Sandgren shot the scene on a long lens, pushing slowly into Clooney’s face as the images played. “It was incredible to see his reaction,” he says. “Then the audience stands up in this crazy standing ovation. It became a real tribute reel for the audience.”
The moment wasn’t just Clooney’s. Sandgren caught Sandler breaking, too. “It was him and Adam,” he says. “Adam began to cry, and I caught the tear.” Baumbach wanted one detail — hands clutching in the dark — but the cinematographer stayed on the faces. “Noah was like: ‘Tilt down to the hands!’ ” Sandgren recalls. “But I didn’t, because I saw … he had a tear that was about to fall.”
As the lights come up and the audience explodes in applause, Jay looks straight at the lens: “Can we go again?
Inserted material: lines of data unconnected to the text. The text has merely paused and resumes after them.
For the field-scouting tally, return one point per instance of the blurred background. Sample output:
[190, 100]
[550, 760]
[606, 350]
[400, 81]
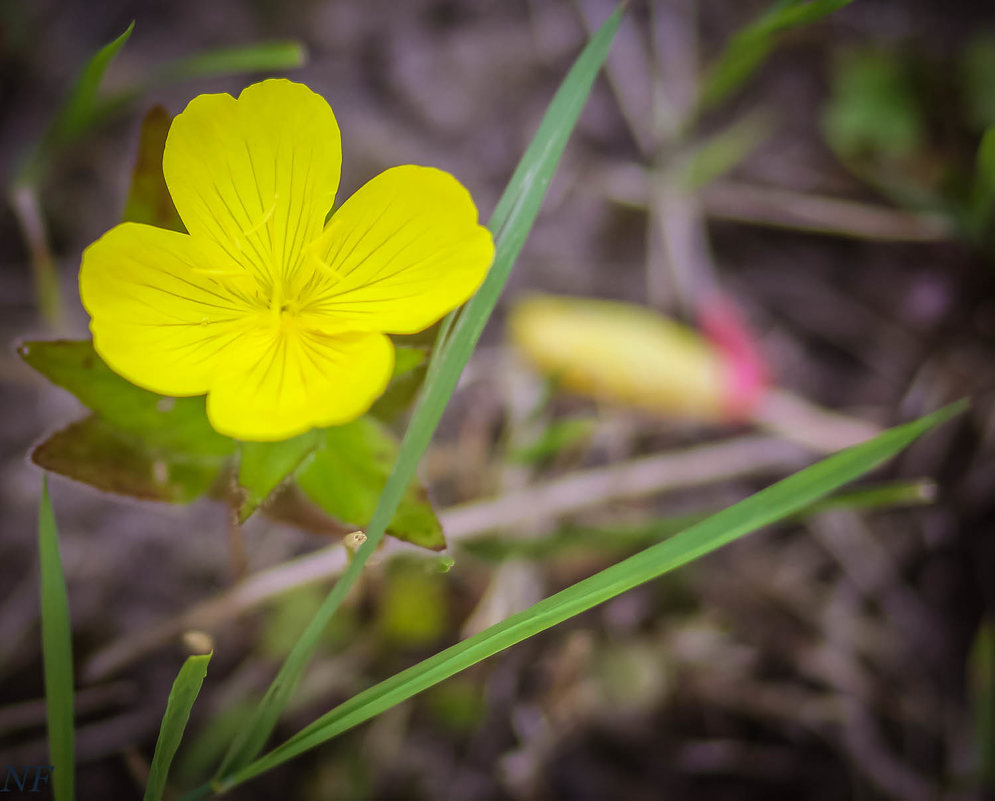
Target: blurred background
[825, 185]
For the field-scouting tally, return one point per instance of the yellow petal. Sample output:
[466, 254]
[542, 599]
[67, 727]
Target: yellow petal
[165, 307]
[622, 353]
[256, 175]
[282, 381]
[401, 253]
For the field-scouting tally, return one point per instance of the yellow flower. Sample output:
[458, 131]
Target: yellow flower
[280, 318]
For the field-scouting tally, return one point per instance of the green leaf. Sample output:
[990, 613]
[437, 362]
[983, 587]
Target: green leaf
[80, 107]
[263, 466]
[770, 505]
[407, 358]
[874, 111]
[751, 46]
[510, 224]
[260, 57]
[57, 651]
[977, 67]
[182, 695]
[982, 209]
[148, 200]
[981, 690]
[175, 424]
[347, 473]
[97, 453]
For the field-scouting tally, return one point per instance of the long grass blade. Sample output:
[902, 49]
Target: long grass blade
[510, 224]
[57, 652]
[768, 506]
[184, 692]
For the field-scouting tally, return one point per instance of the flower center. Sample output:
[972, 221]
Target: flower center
[282, 309]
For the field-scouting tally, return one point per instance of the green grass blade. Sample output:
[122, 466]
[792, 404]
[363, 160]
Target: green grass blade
[765, 507]
[751, 46]
[510, 225]
[260, 57]
[80, 106]
[184, 692]
[57, 651]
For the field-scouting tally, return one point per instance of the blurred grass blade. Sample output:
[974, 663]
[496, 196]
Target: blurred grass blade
[983, 187]
[80, 106]
[510, 224]
[181, 699]
[751, 46]
[260, 57]
[72, 118]
[57, 653]
[775, 503]
[262, 466]
[723, 151]
[981, 688]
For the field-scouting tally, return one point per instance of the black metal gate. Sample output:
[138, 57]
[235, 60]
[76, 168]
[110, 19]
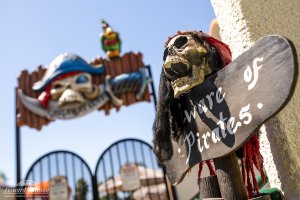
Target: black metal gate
[107, 182]
[124, 153]
[61, 163]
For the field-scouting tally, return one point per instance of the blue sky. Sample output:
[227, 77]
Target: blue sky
[35, 32]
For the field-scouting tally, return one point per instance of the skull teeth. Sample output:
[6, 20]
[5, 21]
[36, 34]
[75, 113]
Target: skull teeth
[70, 96]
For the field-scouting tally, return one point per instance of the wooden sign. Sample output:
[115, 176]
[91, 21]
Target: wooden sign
[36, 102]
[225, 110]
[59, 189]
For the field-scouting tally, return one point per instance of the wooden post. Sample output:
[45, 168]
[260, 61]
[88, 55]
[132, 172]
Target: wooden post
[209, 187]
[230, 178]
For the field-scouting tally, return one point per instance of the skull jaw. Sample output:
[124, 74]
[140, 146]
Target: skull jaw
[185, 84]
[70, 98]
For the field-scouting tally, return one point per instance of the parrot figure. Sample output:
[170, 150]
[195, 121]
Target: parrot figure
[110, 41]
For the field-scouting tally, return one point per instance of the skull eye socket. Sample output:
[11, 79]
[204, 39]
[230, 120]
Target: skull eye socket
[57, 86]
[179, 42]
[166, 53]
[198, 39]
[82, 79]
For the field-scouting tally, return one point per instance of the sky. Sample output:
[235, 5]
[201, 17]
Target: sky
[34, 32]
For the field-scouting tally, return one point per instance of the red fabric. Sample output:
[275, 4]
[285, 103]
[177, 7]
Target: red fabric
[252, 154]
[45, 95]
[210, 167]
[252, 157]
[222, 48]
[200, 167]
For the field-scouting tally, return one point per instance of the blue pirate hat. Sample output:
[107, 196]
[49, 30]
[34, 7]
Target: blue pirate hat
[63, 64]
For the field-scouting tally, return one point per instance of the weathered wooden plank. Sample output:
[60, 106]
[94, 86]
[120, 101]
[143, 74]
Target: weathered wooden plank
[223, 112]
[26, 80]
I’d like another one.”
“The expression we used to describe the music was happy/sad,” says composer Nicholas Britell. “Noah was looking for this complex sort of emotion, of something for Jay that could feel at times propulsive but also at times introspective, that could both have a have a lightness but also a melancholy to it.”
Alejandro Chavez/Netflix
Britell recorded the score at Abbey Road and AIR studios in London, recording live to analog tape. “It’s like the equivalent of shooting on film,” he says. “It’s the sound of the recordings we all grew up loving.”
Alejandro Chavez/Netflix
Adds Britell: “In some places in the film, we wanted this old cinema sound, this sort of romantic, sweeping sound, with a huge orchestra, and every instrument you can imagine.”